Digital signal processor
Digital signal processing algorithms typically require a large number of mathematical operations to be performed quickly and repetitively on a set of data. Signals (perhaps from audio or video sensors) are constantly converted from analog to digital, manipulated digitally, and then converted again to analog form, as diagrammed below. Many DSP applications have constraints on latency; that is, for the system to work, the DSP operation must be completed within some fixed time, and deferred (or batch) processing is not viable.
Most general-purpose microprocessors and operating systems can execute DSP algorithms successfully, but are not suitable for use in portable devices such as mobile phones and PDAs because of power supply and space constraints. A specialized digital signal processor, however, will tend to provide a lower-cost solution, with better performance, lower latency, and no requirements for specialized cooling or large batteries.

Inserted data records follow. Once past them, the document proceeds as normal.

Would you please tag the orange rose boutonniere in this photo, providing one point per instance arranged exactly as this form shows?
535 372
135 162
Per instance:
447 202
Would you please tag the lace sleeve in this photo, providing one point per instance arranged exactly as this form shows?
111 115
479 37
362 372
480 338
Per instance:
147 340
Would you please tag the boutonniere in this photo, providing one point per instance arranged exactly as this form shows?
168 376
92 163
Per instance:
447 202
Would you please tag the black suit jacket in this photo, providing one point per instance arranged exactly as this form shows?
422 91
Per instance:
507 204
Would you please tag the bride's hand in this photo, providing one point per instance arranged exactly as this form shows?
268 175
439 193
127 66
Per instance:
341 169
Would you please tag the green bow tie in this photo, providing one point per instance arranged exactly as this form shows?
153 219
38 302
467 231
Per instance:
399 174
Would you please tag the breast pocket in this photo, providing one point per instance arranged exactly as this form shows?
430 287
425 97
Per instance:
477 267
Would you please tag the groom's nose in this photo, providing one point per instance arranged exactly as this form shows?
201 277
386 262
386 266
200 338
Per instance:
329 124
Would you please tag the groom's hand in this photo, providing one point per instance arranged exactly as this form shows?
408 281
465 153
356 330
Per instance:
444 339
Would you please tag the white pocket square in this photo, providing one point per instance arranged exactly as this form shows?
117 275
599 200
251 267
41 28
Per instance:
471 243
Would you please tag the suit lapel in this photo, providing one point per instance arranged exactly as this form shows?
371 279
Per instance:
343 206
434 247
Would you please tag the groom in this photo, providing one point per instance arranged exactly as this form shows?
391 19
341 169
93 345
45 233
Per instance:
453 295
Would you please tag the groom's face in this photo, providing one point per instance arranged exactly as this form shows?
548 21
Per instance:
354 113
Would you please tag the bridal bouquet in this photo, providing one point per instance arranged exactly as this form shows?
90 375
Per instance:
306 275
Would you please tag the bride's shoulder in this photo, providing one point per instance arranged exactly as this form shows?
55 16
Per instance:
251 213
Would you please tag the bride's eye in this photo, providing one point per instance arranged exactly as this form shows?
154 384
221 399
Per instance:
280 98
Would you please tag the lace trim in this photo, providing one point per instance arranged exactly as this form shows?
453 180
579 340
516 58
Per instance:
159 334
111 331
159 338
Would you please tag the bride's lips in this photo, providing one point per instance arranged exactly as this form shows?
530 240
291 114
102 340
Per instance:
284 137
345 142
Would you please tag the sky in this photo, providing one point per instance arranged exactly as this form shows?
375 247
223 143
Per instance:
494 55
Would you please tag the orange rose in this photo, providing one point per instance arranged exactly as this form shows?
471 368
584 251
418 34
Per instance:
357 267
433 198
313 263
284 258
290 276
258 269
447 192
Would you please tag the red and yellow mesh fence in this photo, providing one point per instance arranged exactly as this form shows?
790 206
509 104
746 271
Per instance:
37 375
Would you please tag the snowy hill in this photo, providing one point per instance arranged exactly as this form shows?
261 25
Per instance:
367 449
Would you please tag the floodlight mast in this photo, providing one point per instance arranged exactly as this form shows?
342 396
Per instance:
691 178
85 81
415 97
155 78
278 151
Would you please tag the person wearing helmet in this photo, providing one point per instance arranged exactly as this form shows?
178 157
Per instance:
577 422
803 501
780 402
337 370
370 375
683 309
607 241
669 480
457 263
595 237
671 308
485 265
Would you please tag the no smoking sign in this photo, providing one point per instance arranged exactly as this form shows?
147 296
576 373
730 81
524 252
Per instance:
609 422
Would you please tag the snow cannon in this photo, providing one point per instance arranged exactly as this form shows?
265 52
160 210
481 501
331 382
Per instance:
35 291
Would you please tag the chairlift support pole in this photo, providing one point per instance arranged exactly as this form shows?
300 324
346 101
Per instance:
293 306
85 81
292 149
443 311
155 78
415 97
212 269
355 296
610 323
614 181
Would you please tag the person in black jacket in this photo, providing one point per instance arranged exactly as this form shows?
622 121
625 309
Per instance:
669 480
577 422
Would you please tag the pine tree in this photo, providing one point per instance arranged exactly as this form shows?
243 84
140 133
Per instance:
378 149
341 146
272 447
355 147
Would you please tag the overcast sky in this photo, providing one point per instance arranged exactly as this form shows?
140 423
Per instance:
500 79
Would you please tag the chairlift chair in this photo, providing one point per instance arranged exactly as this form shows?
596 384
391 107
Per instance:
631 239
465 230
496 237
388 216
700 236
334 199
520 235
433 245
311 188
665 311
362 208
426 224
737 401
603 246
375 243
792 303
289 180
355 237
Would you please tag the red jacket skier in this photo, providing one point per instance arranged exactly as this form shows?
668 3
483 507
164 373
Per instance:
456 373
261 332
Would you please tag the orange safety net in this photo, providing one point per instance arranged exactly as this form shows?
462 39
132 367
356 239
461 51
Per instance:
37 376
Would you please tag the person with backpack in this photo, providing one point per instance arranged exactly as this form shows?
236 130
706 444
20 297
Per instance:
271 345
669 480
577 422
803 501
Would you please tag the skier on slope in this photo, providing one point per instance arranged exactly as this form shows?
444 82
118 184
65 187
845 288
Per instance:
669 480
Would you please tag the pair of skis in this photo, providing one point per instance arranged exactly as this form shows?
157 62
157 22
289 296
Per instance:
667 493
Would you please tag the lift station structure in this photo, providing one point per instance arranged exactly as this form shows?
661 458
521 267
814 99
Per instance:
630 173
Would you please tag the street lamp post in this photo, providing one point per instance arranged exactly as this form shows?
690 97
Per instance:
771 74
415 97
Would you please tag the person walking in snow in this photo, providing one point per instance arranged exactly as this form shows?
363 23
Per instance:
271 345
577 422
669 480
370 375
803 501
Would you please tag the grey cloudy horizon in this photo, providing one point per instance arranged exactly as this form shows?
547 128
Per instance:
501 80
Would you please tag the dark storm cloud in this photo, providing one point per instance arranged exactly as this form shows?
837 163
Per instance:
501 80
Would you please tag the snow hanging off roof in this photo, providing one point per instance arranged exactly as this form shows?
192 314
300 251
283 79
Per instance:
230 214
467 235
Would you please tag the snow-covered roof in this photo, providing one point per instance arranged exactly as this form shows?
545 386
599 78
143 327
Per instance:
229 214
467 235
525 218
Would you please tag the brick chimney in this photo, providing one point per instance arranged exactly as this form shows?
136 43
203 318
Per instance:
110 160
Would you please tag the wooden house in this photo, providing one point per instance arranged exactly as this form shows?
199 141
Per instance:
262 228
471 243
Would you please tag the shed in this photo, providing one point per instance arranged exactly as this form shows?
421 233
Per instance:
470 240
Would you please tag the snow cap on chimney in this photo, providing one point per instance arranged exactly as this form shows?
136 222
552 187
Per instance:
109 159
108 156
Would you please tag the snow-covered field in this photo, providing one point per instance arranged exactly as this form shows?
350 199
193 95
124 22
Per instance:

The architecture of a digital signal processor is optimized specifically for digital signal processing. Most also support some of the features as an applications processor or microcontroller, since signal processing is rarely the only task of a system. Some useful features for optimizing DSP algorithms are outlined below.
By the standards of general-purpose processors, DSP instruction sets are often highly irregular. One implication for software architecture is that hand-optimized assembly-code routines are commonly packaged into libraries for re-use, instead of relying on advanced compiler technologies to handle essential algorithms.
Hardware features visible through DSP instruction sets commonly include:
- Hardware modulo addressing, allowing circular buffers to be implemented without having to constantly test for wrapping.
- A memory architecture designed for streaming data, using DMA extensively and expecting code to be written to know about cache hierarchies and the associated delays.
- Driving multiple arithmetic units may require memory architectures to support several accesses per instruction cycle
- Separate program and data memories (Harvard architecture), and sometimes concurrent access on multiple data busses
- Special SIMD (single instruction, multiple data) operations
- Some processors use VLIW techniques so each instruction drives multiple arithmetic units in parallel
- Special arithmetic operations, such as fast multiply–accumulates (MACs). Many fundamental DSP algorithms, such as FIR filters or the Fast Fourier transform (FFT) depend heavily on multiply–accumulate performance.
- Bit-reversed addressing, a special addressing mode useful for calculating FFTs
- Special loop controls, such as architectural support for executing a few instruction words in a very tight loop without overhead for instruction fetches or exit testing
- Deliberate exclusion of a memory management unit. DSPs frequently use multi-tasking operating systems, but have no support for virtual memory or memory protection. Operating systems that use virtual memory require more time for context switching among processes, which increases latency.
- Floating-point unit integrated directly into the datapath
- Pipelined architecture
- Highly parallel multiplier–accumulators (MAC units)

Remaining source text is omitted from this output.